2. **Efficiency of Generating Stable Materials**: Existing generative models have low efficiency in generating stable materials and require a large amount of computational resources to screen out viable materials.
3. **Generating High - Quality Materials**: Materials generated by existing methods often have a large gap from their relaxed states, resulting in high subsequent computational costs.
### Solutions
The FlowLLM model proposed in the paper solves the above problems through the following steps:
1. **Using LLM to Generate Initial Material Representations**: First, by fine - tuning a large - language model (LLM), it learns an effective text representation of metastable crystals. This step takes advantage of the LLM's strength in handling discrete values such as atom types.

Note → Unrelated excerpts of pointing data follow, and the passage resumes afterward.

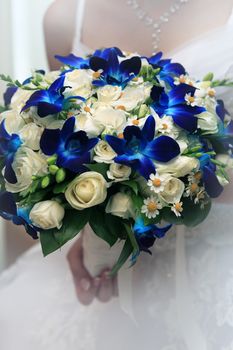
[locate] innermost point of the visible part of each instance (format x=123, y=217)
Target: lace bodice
x=182, y=295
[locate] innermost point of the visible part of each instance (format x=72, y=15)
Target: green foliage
x=60, y=188
x=133, y=185
x=73, y=222
x=108, y=227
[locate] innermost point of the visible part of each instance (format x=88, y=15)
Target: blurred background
x=22, y=49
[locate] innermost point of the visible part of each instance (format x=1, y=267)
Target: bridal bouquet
x=129, y=144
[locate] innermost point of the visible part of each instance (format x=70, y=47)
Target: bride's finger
x=105, y=291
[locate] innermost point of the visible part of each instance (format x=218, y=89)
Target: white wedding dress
x=182, y=295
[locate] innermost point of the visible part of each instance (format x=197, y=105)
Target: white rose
x=87, y=123
x=173, y=190
x=208, y=122
x=108, y=93
x=179, y=166
x=47, y=214
x=228, y=161
x=31, y=135
x=121, y=205
x=104, y=152
x=20, y=98
x=80, y=83
x=13, y=121
x=86, y=190
x=118, y=172
x=26, y=164
x=110, y=119
x=133, y=95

2. **Using RFM for Iterative Optimization**: After converting the materials generated by the LLM into graph representations, the RFM model samples from the samples generated by the LLM and iteratively refines the atomic positions and lattice parameters. This step takes advantage of the RFM's strength in handling continuous values such as atomic positions and lattice geometries.
### Main Contributions
1. **Innovative Hybrid Method**: FlowLLM combines the advantages of LLM and RFM, effectively bridging the gap between discrete and continuous modeling.

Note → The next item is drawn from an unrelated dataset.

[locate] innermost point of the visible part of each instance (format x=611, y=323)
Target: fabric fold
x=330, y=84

2. **Significant Performance Improvement**: Experimental results show that FlowLLM increases the rate of generating stable materials by more than 300% compared to existing methods and increases the rate of generating S.U.N. materials by about 50%.
3. **Natural - Language Prompting Ability**: FlowLLM retains the natural - language prompting ability of the LLM and can flexibly generate materials under specific conditions, such as materials with high band gaps and thermal stability.
### Experimental Results
- **Stability Rate**: 17.82% of the materials generated by FlowLLM are stable, of which 48% are novel, 58% are unique, and the S.U.N. rate is 4.92%.
- **Comparison with Existing Methods**: FlowLLM significantly outperforms existing generative models such as CD - VAE, DiffCSP, FlowMM, and CrystalLLM on multiple metrics.
- **Closeness of Generated Structures to Relaxed States**: The structures generated by FlowLLM are closer to their relaxed states, significantly reducing the cost of subsequent calculations.
In conclusion, FlowLLM, by combining the advantages of LLM and RFM, provides an efficient and high - quality material generation method, bringing important progress to the field of material discovery.